Seriously though, I think the idea of just having a smattering of fixed port identifiers as part of a super-simple profile is the best way forward and I really don’t want to touch the UAVCAN V1 core specification to make this work (while I don’t expect to use UDRAL I also don’t want it to conflict with other profiles I will use). Again, I’ll raise the not-particularly-apt-but-somewhat-illustrative example of I2C addresses. Millions of I2C devices are manufactured with very little by way of a guarantee that the device address will be unique for a given bus. Manufacturers are willing to live with this because there are probably not many devices on any single I2C bus and they all can probably be configured between a set of two or three different address options and if not the board designer can probably just use another I2C peripheral to isolate the troublesome part, etc. So while I2C addressing should be a shit-show in theory it’s generally fine in practice.

If you define a “simple sensor network” profile as the first output from the UDRAL effort where each manufacturer is given guidance in how they should map port identifiers to datatypes for just this profile and we require that the manufactured-in defaults can be manually tweaked if someone fails to follow the community guidance then I think the semantic mapping of ids should be, generally, fine for the constrained problem space. Even looking at the newest offerings from NXP, they’ll be enough CAN peripherals available that you could just put a poorly configured sensor on its own CAN bus.

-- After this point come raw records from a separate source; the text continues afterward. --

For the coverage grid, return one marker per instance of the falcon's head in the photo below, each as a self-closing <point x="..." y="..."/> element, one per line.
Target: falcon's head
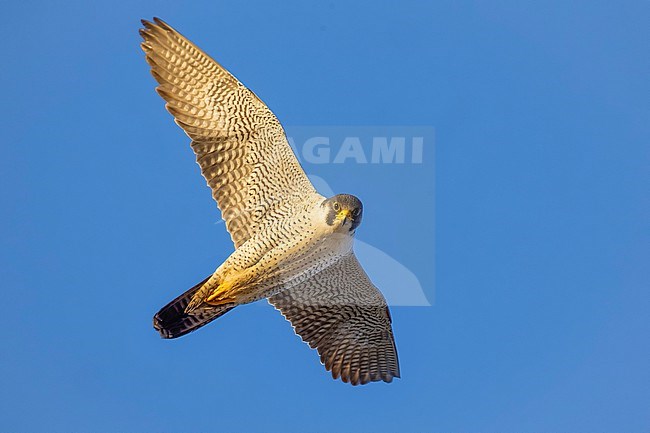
<point x="344" y="210"/>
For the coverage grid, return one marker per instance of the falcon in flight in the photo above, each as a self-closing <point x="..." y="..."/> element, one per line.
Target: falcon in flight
<point x="292" y="245"/>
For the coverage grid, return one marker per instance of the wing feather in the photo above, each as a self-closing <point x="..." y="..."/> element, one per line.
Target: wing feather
<point x="239" y="144"/>
<point x="343" y="315"/>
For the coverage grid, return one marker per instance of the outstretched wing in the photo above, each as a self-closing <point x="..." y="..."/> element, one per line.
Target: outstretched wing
<point x="239" y="144"/>
<point x="343" y="315"/>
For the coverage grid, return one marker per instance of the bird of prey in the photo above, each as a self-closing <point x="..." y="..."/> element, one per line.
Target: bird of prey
<point x="292" y="245"/>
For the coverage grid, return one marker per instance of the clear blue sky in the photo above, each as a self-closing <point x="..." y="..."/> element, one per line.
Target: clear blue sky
<point x="540" y="296"/>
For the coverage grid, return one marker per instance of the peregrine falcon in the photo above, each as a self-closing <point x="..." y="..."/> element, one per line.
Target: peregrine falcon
<point x="292" y="245"/>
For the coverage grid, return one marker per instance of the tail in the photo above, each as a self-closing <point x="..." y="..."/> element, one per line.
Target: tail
<point x="172" y="321"/>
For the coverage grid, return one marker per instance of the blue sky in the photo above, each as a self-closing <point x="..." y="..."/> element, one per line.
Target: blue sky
<point x="539" y="320"/>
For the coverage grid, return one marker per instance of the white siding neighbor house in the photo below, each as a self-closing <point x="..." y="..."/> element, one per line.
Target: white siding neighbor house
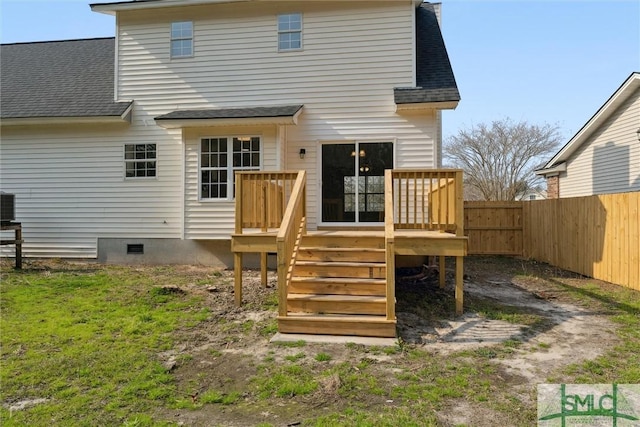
<point x="604" y="156"/>
<point x="124" y="149"/>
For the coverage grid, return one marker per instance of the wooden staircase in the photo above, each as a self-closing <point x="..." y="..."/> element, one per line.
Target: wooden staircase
<point x="338" y="287"/>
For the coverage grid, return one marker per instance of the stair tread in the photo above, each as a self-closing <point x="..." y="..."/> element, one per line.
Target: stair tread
<point x="337" y="298"/>
<point x="349" y="280"/>
<point x="334" y="317"/>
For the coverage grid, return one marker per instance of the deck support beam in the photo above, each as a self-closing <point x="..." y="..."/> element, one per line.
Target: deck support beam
<point x="263" y="269"/>
<point x="459" y="284"/>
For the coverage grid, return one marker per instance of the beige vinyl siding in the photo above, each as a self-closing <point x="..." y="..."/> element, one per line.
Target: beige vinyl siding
<point x="609" y="161"/>
<point x="70" y="188"/>
<point x="354" y="54"/>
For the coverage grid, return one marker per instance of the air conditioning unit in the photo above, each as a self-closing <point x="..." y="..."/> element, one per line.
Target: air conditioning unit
<point x="7" y="207"/>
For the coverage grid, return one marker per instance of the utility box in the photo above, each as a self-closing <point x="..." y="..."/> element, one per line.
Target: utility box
<point x="7" y="207"/>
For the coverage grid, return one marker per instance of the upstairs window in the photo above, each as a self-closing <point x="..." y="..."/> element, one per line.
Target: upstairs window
<point x="289" y="32"/>
<point x="181" y="39"/>
<point x="140" y="160"/>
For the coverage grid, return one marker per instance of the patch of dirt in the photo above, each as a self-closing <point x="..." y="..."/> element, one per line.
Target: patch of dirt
<point x="226" y="351"/>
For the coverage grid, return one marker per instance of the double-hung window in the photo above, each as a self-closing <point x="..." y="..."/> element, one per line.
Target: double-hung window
<point x="289" y="31"/>
<point x="220" y="158"/>
<point x="140" y="160"/>
<point x="181" y="39"/>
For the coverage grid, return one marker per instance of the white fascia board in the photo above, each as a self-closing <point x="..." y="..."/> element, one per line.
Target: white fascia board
<point x="249" y="121"/>
<point x="619" y="96"/>
<point x="113" y="8"/>
<point x="30" y="121"/>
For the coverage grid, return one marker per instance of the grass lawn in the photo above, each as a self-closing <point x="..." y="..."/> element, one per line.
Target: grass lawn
<point x="87" y="344"/>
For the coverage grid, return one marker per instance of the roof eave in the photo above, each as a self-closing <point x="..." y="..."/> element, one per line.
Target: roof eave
<point x="232" y="121"/>
<point x="124" y="118"/>
<point x="113" y="7"/>
<point x="437" y="105"/>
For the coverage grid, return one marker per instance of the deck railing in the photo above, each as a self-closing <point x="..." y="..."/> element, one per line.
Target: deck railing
<point x="292" y="228"/>
<point x="428" y="200"/>
<point x="263" y="198"/>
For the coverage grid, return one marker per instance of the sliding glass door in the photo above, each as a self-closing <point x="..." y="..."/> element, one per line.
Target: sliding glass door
<point x="353" y="181"/>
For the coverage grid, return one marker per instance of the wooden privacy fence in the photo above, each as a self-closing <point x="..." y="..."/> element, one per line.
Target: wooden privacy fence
<point x="494" y="228"/>
<point x="597" y="236"/>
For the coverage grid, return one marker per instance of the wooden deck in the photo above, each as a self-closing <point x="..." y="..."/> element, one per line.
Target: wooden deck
<point x="342" y="281"/>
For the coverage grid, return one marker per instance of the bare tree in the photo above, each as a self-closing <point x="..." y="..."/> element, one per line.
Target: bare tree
<point x="499" y="159"/>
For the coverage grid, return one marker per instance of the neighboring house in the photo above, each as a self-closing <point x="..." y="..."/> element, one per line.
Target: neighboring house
<point x="533" y="194"/>
<point x="604" y="156"/>
<point x="124" y="149"/>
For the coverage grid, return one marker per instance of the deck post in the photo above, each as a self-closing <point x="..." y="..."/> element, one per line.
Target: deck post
<point x="263" y="268"/>
<point x="237" y="274"/>
<point x="391" y="279"/>
<point x="459" y="284"/>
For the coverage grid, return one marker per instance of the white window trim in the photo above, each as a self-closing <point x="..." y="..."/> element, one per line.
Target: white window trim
<point x="171" y="40"/>
<point x="230" y="168"/>
<point x="125" y="161"/>
<point x="301" y="31"/>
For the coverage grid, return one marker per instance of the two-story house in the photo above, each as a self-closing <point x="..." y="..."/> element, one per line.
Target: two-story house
<point x="126" y="149"/>
<point x="135" y="140"/>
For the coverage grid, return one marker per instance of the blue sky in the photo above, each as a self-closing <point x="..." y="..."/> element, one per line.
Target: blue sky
<point x="542" y="61"/>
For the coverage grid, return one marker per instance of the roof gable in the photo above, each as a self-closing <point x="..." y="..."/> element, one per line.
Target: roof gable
<point x="59" y="79"/>
<point x="434" y="74"/>
<point x="630" y="85"/>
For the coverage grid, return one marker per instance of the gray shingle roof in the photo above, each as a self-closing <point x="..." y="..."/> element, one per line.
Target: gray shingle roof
<point x="72" y="78"/>
<point x="435" y="79"/>
<point x="232" y="113"/>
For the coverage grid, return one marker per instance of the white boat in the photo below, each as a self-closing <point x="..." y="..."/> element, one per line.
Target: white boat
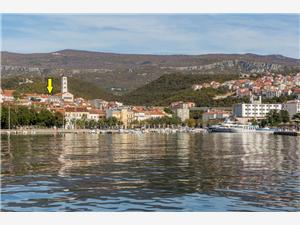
<point x="231" y="127"/>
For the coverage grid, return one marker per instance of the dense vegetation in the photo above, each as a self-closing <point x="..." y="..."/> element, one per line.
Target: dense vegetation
<point x="23" y="116"/>
<point x="78" y="87"/>
<point x="175" y="87"/>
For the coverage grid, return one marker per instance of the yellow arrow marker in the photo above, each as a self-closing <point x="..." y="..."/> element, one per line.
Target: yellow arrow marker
<point x="49" y="86"/>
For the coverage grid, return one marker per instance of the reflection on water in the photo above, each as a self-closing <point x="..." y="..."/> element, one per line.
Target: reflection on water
<point x="150" y="172"/>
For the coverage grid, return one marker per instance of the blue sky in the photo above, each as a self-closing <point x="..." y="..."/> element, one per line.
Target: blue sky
<point x="153" y="34"/>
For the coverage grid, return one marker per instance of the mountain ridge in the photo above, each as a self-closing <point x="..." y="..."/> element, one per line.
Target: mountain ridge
<point x="131" y="71"/>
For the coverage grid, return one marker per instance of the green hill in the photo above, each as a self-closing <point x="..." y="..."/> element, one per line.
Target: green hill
<point x="79" y="88"/>
<point x="176" y="87"/>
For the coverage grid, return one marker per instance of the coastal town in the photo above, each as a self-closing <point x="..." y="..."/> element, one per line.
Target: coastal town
<point x="81" y="113"/>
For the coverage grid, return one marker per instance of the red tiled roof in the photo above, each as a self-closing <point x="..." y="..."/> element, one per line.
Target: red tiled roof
<point x="8" y="93"/>
<point x="71" y="109"/>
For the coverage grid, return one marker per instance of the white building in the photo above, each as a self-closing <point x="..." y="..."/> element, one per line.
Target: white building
<point x="65" y="95"/>
<point x="73" y="114"/>
<point x="255" y="109"/>
<point x="213" y="115"/>
<point x="182" y="111"/>
<point x="64" y="84"/>
<point x="293" y="107"/>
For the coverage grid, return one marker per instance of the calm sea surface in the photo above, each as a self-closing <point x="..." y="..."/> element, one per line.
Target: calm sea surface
<point x="150" y="172"/>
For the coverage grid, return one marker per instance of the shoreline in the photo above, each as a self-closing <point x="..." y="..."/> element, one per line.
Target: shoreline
<point x="98" y="131"/>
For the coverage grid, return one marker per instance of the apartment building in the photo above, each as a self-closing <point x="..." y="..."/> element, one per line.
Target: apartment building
<point x="255" y="109"/>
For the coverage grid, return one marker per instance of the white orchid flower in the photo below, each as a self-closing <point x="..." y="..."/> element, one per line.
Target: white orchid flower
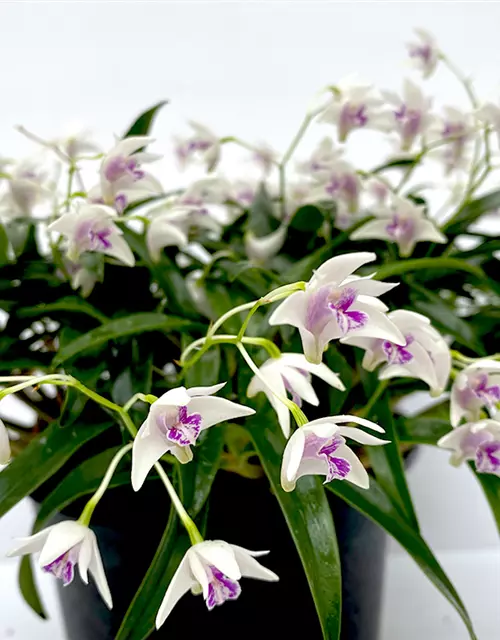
<point x="354" y="105"/>
<point x="122" y="178"/>
<point x="335" y="304"/>
<point x="477" y="441"/>
<point x="423" y="355"/>
<point x="174" y="423"/>
<point x="92" y="228"/>
<point x="61" y="547"/>
<point x="28" y="186"/>
<point x="290" y="373"/>
<point x="340" y="184"/>
<point x="489" y="113"/>
<point x="402" y="222"/>
<point x="203" y="146"/>
<point x="214" y="569"/>
<point x="412" y="117"/>
<point x="475" y="387"/>
<point x="261" y="249"/>
<point x="459" y="129"/>
<point x="319" y="448"/>
<point x="76" y="145"/>
<point x="322" y="160"/>
<point x="4" y="444"/>
<point x="424" y="53"/>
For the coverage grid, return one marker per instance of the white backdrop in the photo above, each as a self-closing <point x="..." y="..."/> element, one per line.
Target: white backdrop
<point x="249" y="69"/>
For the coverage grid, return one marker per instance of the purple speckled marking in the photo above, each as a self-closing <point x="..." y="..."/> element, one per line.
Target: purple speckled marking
<point x="63" y="567"/>
<point x="220" y="589"/>
<point x="397" y="354"/>
<point x="347" y="320"/>
<point x="488" y="457"/>
<point x="181" y="428"/>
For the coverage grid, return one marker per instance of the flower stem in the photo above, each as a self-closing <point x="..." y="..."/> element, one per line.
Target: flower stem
<point x="94" y="501"/>
<point x="193" y="532"/>
<point x="288" y="154"/>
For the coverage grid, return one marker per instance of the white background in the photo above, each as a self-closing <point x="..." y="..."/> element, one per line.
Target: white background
<point x="249" y="69"/>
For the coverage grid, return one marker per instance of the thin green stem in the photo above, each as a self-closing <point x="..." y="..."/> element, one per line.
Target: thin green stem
<point x="94" y="501"/>
<point x="193" y="532"/>
<point x="288" y="154"/>
<point x="382" y="386"/>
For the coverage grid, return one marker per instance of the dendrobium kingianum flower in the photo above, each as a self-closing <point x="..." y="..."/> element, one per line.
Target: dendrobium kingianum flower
<point x="28" y="186"/>
<point x="458" y="128"/>
<point x="412" y="117"/>
<point x="122" y="178"/>
<point x="475" y="388"/>
<point x="213" y="568"/>
<point x="4" y="444"/>
<point x="424" y="53"/>
<point x="75" y="146"/>
<point x="424" y="354"/>
<point x="477" y="441"/>
<point x="291" y="374"/>
<point x="319" y="448"/>
<point x="402" y="222"/>
<point x="355" y="106"/>
<point x="203" y="146"/>
<point x="174" y="423"/>
<point x="61" y="547"/>
<point x="335" y="304"/>
<point x="340" y="184"/>
<point x="92" y="228"/>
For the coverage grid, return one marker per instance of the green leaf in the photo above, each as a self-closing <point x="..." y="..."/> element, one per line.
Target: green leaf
<point x="307" y="218"/>
<point x="432" y="264"/>
<point x="130" y="325"/>
<point x="261" y="218"/>
<point x="4" y="246"/>
<point x="307" y="513"/>
<point x="472" y="211"/>
<point x="491" y="487"/>
<point x="28" y="587"/>
<point x="83" y="480"/>
<point x="45" y="455"/>
<point x="375" y="504"/>
<point x="167" y="274"/>
<point x="68" y="303"/>
<point x="142" y="125"/>
<point x="422" y="430"/>
<point x="387" y="463"/>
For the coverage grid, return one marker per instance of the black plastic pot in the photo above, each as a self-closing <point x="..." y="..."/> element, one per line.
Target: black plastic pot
<point x="246" y="513"/>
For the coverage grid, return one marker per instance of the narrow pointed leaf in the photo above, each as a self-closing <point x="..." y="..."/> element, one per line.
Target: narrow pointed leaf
<point x="375" y="504"/>
<point x="308" y="515"/>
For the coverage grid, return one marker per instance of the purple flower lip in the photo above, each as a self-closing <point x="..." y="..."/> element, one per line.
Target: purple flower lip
<point x="220" y="588"/>
<point x="347" y="320"/>
<point x="183" y="429"/>
<point x="62" y="567"/>
<point x="397" y="354"/>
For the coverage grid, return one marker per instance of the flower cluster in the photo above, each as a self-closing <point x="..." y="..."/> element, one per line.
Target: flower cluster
<point x="322" y="218"/>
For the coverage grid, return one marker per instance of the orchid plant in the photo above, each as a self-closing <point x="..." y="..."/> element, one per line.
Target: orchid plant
<point x="299" y="311"/>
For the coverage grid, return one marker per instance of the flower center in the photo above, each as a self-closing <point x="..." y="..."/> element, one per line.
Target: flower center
<point x="488" y="457"/>
<point x="181" y="427"/>
<point x="400" y="228"/>
<point x="220" y="588"/>
<point x="397" y="354"/>
<point x="489" y="395"/>
<point x="338" y="468"/>
<point x="121" y="166"/>
<point x="339" y="302"/>
<point x="63" y="567"/>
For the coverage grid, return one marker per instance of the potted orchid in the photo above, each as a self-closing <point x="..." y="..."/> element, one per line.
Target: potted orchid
<point x="226" y="367"/>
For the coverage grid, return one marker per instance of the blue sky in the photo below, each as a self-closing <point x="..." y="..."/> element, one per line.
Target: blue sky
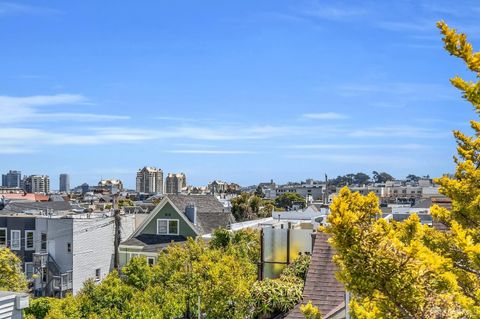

So, my concrete proposal is:

  1. define a set of datatypes that compose the UDRAL “Simple Sensor Network Profile.”
  2. maintain a matrix of data types to three port identifiers each (one recommended and two alternative) that is generated from the @semantic_id fields in the profile’s DSDL
  3. publish guidance for how port identifier deconfliction should be accommodated (e.g. solder jumpers, dip switches, UART terminals, USB programmers, etc) but plan for most devices to “just work” when you attach them to a system.
  4. (later/next) develop a more advanced profile (“Advanced Avionics Network” profile, perhaps?) that includes a distributed ledger defining the system configuration including port to data-type identifier mapping. Build on this to implement device attestation and trust boundaries.

Now, this all said, I’m curious Andrew, how does Ardupilot deal with node identifiers today?